2026 is so darn similar, but for different reasons. Now it is paper / printing / postage that represent the existential threat. Your own business partners are the ones that are converting the marketing channel to one that will only apply to loyal buyers in the future. This time Private Equity isn’t nearly as interested in this business model. You can guess why.

Loyal Buyers

An acquaintance told me that his business was supporting the bankrupt/resurrected Saks empire with catalogs. Retail Dive boldly proclaimed that Nordstrom has their biggest Anniversary catalog ever. Amazon mails a catalog.

What are the common threads across that paragraph?

  1. Huge Brands.
  2. Big Budgets.
  3. Loyal Buyers.

Catalog marketing certainly works among Baby Boomers, a well documented fact. If it works at all among younger customers (not documented at all for good reason), it works among the most loyal buyers.

If there is a future in catalog marketing, it is with Loyal Buyers. They will be the only segment of customers who produce enough revenue to overcome the prohibitive costs imposed upon you by the paper / printing / postage folks.

Perform a little thought experiment for me. Pretend your productivity improves by 5% over the next three years. Assume that your ad costs increase by another 25%. Run a p&l on each segment. Which segments “work”? Which segments need to be cut?

  • Works = Loyal Buyers.
  • Doesn’t Work = Everybody Else.

In 2015 structural problems with response (i.e. co-ops) led to a catalog crisis that Private Equity capitalized on.
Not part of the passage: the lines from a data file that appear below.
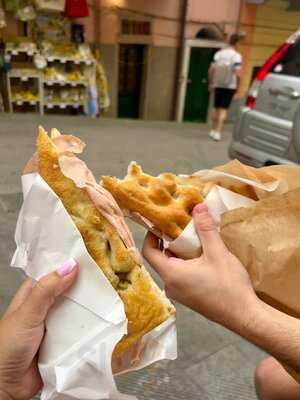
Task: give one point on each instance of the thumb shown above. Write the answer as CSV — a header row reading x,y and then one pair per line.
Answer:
x,y
209,236
35,308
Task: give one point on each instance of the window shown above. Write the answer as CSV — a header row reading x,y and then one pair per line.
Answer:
x,y
133,27
289,64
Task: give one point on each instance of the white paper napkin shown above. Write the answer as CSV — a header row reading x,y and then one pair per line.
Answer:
x,y
84,326
218,200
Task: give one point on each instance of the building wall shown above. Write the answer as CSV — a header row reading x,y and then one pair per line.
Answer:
x,y
165,17
266,27
161,78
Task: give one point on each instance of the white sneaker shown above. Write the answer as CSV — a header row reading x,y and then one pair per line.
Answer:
x,y
214,135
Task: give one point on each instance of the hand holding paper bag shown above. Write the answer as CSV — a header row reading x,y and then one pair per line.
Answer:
x,y
215,284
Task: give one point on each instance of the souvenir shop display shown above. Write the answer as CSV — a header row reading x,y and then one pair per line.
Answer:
x,y
52,68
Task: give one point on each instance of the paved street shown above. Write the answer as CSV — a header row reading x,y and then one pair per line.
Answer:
x,y
213,363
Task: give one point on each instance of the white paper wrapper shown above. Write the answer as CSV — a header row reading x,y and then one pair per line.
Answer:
x,y
84,326
219,200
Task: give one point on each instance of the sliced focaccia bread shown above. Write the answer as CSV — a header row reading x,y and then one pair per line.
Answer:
x,y
166,201
105,234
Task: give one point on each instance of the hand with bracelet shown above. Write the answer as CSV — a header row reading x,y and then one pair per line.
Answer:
x,y
22,329
217,286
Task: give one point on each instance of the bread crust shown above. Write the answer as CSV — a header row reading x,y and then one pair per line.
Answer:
x,y
166,200
145,305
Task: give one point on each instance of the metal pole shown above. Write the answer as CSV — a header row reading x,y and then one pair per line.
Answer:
x,y
179,61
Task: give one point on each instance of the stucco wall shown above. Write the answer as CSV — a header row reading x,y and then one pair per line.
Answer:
x,y
161,83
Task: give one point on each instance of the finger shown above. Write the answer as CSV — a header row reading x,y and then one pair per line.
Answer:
x,y
212,243
21,295
43,295
160,262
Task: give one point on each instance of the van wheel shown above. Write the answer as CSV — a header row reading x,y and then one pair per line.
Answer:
x,y
268,163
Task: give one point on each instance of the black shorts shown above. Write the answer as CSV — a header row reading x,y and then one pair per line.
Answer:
x,y
223,97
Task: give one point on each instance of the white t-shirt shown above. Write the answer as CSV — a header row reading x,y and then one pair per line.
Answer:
x,y
230,55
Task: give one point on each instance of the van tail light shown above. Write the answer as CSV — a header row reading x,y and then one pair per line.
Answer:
x,y
263,72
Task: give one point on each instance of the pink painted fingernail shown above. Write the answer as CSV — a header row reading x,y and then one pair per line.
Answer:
x,y
66,267
200,208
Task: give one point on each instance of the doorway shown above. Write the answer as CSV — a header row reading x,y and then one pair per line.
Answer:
x,y
131,65
197,56
197,94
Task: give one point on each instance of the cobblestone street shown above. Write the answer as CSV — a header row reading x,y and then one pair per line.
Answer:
x,y
213,363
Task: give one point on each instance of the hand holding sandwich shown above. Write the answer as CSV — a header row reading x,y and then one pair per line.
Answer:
x,y
217,286
22,329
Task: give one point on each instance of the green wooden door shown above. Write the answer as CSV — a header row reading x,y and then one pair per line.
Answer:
x,y
197,95
131,58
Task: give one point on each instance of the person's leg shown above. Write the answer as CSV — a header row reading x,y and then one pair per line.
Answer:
x,y
221,117
272,382
214,119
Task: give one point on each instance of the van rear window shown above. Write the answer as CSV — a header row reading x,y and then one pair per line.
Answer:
x,y
289,64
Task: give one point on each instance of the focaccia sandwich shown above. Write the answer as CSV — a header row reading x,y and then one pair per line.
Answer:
x,y
105,233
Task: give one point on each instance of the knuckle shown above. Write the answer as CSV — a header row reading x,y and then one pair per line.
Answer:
x,y
205,223
46,291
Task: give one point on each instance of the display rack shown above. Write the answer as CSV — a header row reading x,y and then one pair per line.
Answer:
x,y
30,97
24,81
63,84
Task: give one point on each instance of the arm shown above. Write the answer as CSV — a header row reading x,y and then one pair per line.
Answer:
x,y
218,286
22,329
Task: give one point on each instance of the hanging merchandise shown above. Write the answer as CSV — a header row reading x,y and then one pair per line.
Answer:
x,y
2,16
50,5
92,101
102,84
12,5
50,26
76,8
26,13
39,61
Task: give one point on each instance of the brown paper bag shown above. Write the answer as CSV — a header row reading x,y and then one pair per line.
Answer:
x,y
266,239
287,176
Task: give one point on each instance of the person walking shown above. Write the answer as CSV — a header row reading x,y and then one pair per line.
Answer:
x,y
224,78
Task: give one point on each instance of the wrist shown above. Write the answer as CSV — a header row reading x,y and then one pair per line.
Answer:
x,y
247,316
4,395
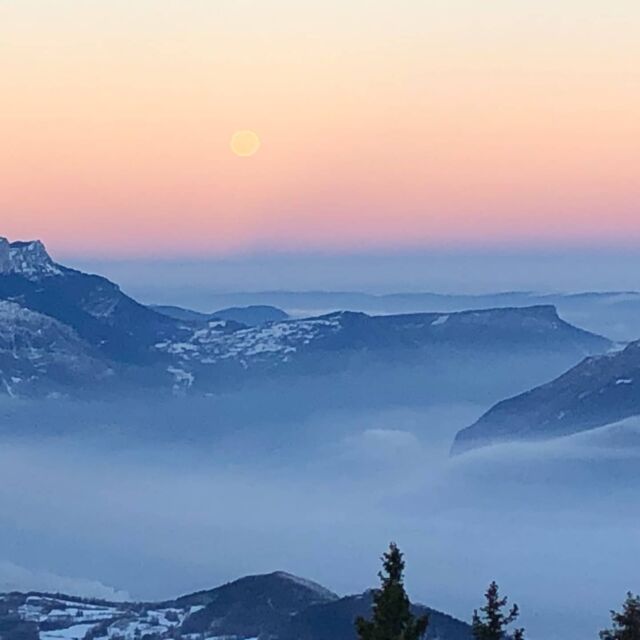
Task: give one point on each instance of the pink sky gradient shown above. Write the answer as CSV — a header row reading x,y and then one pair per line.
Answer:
x,y
414,124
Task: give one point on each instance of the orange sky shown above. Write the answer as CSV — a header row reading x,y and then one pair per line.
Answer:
x,y
413,123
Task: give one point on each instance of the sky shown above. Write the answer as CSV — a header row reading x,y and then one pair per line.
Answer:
x,y
383,126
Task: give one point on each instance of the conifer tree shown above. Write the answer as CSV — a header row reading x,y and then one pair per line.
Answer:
x,y
626,624
495,618
392,617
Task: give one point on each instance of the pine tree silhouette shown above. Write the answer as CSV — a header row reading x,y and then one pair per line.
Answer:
x,y
392,617
626,624
493,623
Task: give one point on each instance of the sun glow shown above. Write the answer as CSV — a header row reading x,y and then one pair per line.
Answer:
x,y
245,143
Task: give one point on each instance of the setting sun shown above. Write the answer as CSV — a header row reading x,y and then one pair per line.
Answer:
x,y
245,143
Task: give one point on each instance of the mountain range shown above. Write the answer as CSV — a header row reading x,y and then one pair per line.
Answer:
x,y
63,331
598,391
276,606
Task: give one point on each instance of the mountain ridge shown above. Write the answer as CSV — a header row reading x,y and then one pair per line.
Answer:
x,y
275,606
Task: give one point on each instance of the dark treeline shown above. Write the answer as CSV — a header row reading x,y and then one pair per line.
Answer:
x,y
392,618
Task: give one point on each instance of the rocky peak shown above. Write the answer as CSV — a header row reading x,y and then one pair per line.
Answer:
x,y
29,259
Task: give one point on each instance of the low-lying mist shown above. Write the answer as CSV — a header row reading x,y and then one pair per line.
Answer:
x,y
157,498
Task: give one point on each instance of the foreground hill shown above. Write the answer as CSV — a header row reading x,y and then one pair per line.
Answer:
x,y
600,390
61,329
276,606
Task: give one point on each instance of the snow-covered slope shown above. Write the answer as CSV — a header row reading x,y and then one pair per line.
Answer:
x,y
277,606
100,329
38,353
29,259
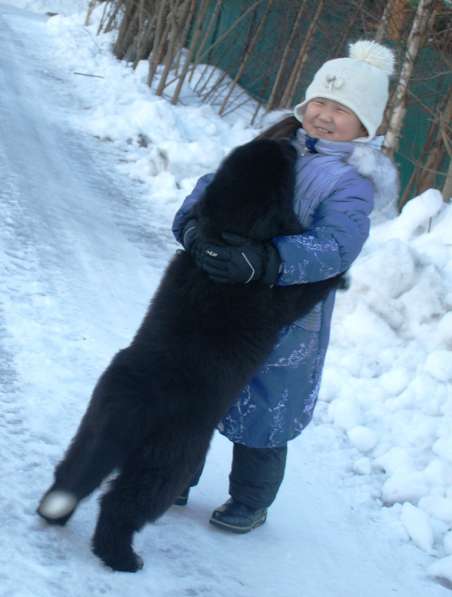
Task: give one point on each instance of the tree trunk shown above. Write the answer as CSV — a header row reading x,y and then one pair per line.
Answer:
x,y
447,188
420,22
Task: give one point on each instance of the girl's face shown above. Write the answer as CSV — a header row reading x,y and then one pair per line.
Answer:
x,y
327,119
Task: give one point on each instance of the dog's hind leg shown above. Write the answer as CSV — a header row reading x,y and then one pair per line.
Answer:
x,y
91,457
146,487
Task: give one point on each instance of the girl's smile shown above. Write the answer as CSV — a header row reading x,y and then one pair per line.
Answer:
x,y
327,119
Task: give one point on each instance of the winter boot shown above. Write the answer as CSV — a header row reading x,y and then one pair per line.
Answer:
x,y
237,517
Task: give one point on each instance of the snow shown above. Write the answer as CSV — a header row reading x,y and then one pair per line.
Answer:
x,y
93,170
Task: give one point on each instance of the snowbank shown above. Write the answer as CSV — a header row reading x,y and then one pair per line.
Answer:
x,y
388,378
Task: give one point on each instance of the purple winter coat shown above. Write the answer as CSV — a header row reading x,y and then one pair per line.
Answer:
x,y
333,202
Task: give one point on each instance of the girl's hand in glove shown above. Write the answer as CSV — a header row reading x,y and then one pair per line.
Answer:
x,y
240,261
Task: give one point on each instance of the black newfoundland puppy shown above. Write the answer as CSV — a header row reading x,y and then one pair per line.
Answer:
x,y
154,410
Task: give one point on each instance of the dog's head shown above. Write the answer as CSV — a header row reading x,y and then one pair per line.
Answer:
x,y
252,193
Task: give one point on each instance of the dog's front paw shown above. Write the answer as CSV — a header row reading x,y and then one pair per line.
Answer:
x,y
56,507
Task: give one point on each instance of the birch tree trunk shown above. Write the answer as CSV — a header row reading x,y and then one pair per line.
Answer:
x,y
420,23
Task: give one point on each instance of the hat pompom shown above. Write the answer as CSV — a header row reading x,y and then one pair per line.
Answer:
x,y
373,53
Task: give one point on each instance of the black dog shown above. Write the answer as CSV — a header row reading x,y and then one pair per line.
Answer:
x,y
154,409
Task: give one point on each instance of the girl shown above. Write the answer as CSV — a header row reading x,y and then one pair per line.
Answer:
x,y
339,171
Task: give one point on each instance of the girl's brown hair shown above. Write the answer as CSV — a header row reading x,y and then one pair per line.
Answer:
x,y
284,129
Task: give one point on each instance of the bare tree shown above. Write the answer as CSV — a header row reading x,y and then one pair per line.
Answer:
x,y
420,23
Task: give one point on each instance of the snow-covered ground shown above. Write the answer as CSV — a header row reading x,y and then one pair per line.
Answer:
x,y
92,171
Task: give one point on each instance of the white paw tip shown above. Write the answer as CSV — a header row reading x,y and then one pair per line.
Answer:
x,y
57,504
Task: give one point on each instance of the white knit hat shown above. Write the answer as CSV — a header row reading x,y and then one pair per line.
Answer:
x,y
360,82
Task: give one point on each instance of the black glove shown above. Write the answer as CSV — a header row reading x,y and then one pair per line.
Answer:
x,y
190,235
240,261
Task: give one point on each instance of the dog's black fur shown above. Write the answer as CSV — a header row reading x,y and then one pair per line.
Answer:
x,y
154,409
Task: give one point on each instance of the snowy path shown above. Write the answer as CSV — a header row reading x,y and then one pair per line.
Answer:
x,y
81,252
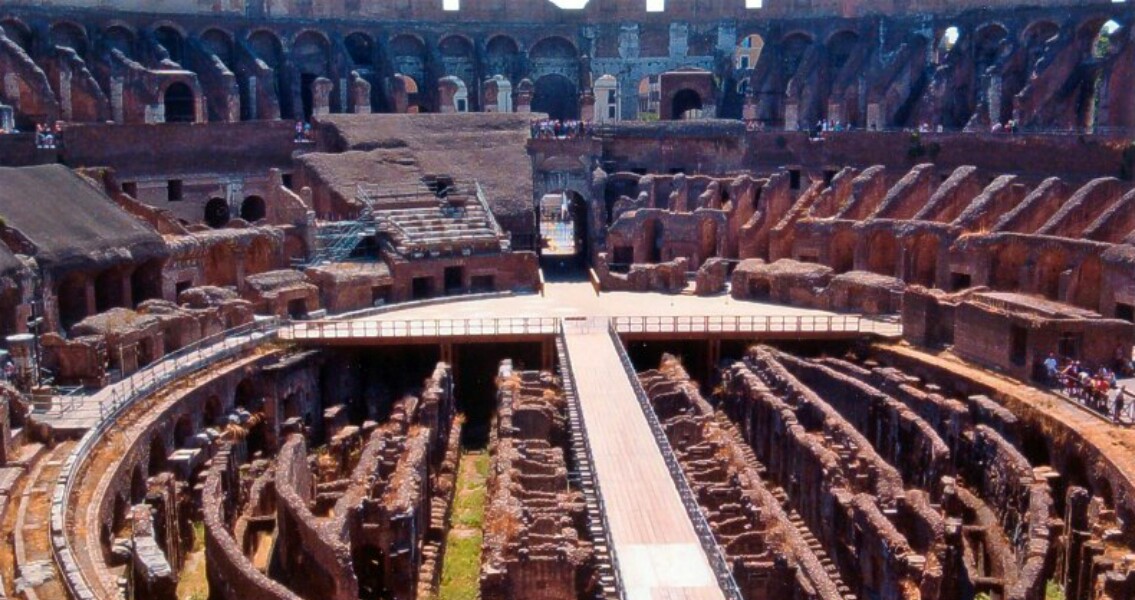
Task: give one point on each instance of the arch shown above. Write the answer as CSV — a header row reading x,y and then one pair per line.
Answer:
x,y
311,53
219,43
68,34
17,31
686,104
217,212
841,253
267,47
183,431
173,41
1051,263
119,37
1006,267
1085,286
553,47
159,455
793,47
360,48
923,260
748,51
882,253
557,96
502,56
253,209
840,45
455,45
212,411
179,103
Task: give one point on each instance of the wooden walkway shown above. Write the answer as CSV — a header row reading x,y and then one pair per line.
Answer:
x,y
658,552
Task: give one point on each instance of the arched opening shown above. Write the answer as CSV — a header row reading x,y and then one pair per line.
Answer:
x,y
368,564
686,104
17,32
361,49
159,457
988,47
649,94
748,52
171,41
842,252
253,209
840,47
882,253
69,35
564,219
556,95
607,106
1006,268
654,235
145,281
946,42
219,44
72,296
183,431
923,268
179,103
212,412
137,486
501,56
108,290
217,213
311,58
1049,268
118,37
267,48
1085,287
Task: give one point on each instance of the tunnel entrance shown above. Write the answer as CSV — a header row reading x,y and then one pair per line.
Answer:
x,y
474,372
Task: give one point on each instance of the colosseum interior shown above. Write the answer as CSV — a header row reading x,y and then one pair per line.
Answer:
x,y
565,300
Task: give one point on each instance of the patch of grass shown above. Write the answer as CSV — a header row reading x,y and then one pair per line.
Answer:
x,y
462,572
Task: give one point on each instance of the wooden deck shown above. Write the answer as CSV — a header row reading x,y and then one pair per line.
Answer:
x,y
658,552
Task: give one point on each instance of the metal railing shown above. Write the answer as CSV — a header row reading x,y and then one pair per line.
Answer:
x,y
820,323
420,328
118,398
574,407
716,557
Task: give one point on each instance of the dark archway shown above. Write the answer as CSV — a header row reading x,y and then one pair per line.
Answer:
x,y
253,209
179,103
556,95
564,225
683,104
217,213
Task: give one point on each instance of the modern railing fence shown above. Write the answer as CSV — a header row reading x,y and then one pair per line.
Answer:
x,y
420,328
577,420
820,323
117,398
717,560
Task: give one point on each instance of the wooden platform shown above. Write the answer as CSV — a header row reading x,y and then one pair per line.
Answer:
x,y
658,552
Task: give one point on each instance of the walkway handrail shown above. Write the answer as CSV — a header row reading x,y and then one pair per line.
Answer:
x,y
717,560
740,323
124,395
569,375
420,328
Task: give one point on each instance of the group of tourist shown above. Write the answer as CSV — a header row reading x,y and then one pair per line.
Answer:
x,y
48,137
558,129
303,132
1090,387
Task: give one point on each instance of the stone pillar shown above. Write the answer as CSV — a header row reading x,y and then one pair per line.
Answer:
x,y
321,96
360,94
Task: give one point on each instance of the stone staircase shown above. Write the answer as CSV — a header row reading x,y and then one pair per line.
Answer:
x,y
793,517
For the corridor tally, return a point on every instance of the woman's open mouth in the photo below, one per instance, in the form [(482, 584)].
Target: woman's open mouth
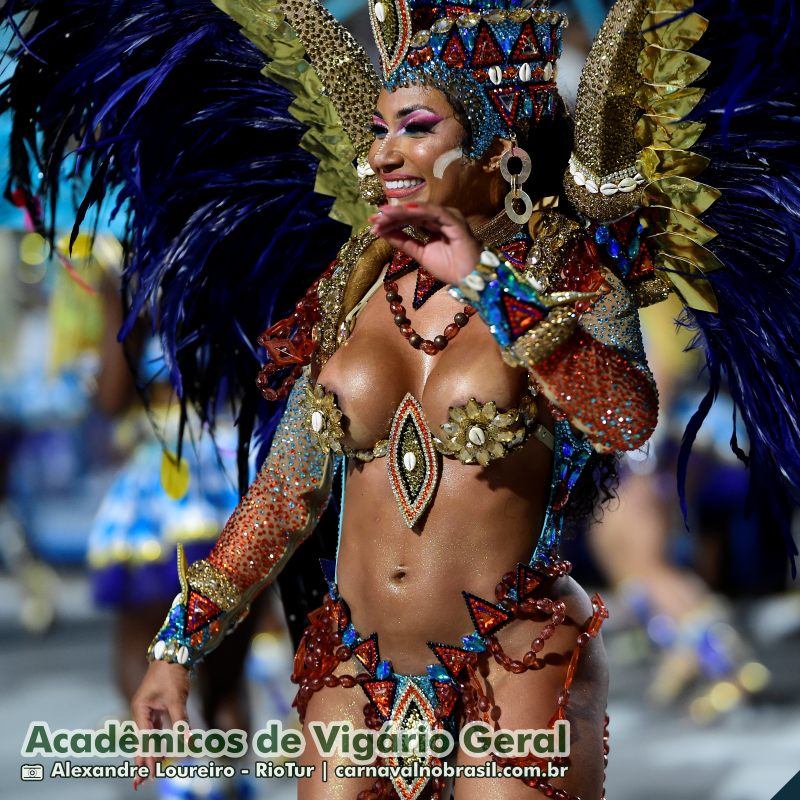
[(396, 188)]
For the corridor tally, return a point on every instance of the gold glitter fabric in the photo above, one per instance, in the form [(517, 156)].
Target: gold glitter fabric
[(605, 150), (334, 84), (585, 355), (281, 507), (673, 198), (632, 140)]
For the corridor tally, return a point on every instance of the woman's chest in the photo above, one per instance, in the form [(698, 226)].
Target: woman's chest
[(374, 369)]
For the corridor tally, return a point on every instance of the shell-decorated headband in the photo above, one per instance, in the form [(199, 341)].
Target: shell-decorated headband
[(497, 59)]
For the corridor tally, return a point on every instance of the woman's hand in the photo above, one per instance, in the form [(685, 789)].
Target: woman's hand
[(450, 253), (164, 690)]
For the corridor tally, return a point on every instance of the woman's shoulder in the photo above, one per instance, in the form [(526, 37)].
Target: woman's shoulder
[(356, 268)]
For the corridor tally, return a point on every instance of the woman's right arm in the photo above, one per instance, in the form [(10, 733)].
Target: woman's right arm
[(281, 508)]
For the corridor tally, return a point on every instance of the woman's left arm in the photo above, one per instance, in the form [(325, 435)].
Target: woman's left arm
[(579, 337)]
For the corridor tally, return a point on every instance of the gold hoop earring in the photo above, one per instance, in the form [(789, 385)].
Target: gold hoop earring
[(515, 167)]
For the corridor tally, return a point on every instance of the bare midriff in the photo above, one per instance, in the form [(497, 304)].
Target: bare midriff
[(406, 584)]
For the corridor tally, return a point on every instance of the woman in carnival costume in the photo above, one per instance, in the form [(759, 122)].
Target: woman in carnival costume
[(466, 426)]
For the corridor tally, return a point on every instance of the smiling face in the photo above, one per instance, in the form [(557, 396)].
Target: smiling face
[(417, 155)]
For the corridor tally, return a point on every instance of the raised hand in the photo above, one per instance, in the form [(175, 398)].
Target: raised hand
[(451, 251)]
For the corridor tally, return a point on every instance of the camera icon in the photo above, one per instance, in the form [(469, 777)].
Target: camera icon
[(32, 772)]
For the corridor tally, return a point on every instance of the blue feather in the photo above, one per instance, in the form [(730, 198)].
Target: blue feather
[(752, 138), (177, 128)]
In 2026 structural problems with ad costs (paper / printing / postage) are leading to a crisis and Private Equity isn’t as interested as in the past. This means catalog marketing will shift to a Loyal Buyer marketing channel to overcome high ad costs. Your job is to have a plan for how you will acquire new customers in this framework.

I realize many readers don’t want to hear that message, especially readers in the vendor world. You’re in paper, you’ve been contracting for a decade or more, you need to feed your family. You need to convince your current customer base to spend more for the exact same product they’ve always purchased. If your current customer base doesn’t spend more? Bad for you. If your current customer base spends more? Bad for your current customer base.

This is a different structural problem than the one in 2015 (when co-ops were failing to produce responsive names and clients began to struggle to acquire new customers). The 2015 structural problem could easily be overcome with digital marketing for new customers and catalog marketing (as part of a portfolio – big for some, small for most) for existing customers.

The 2026 structural problem? Much worse. We’re not going to beat it.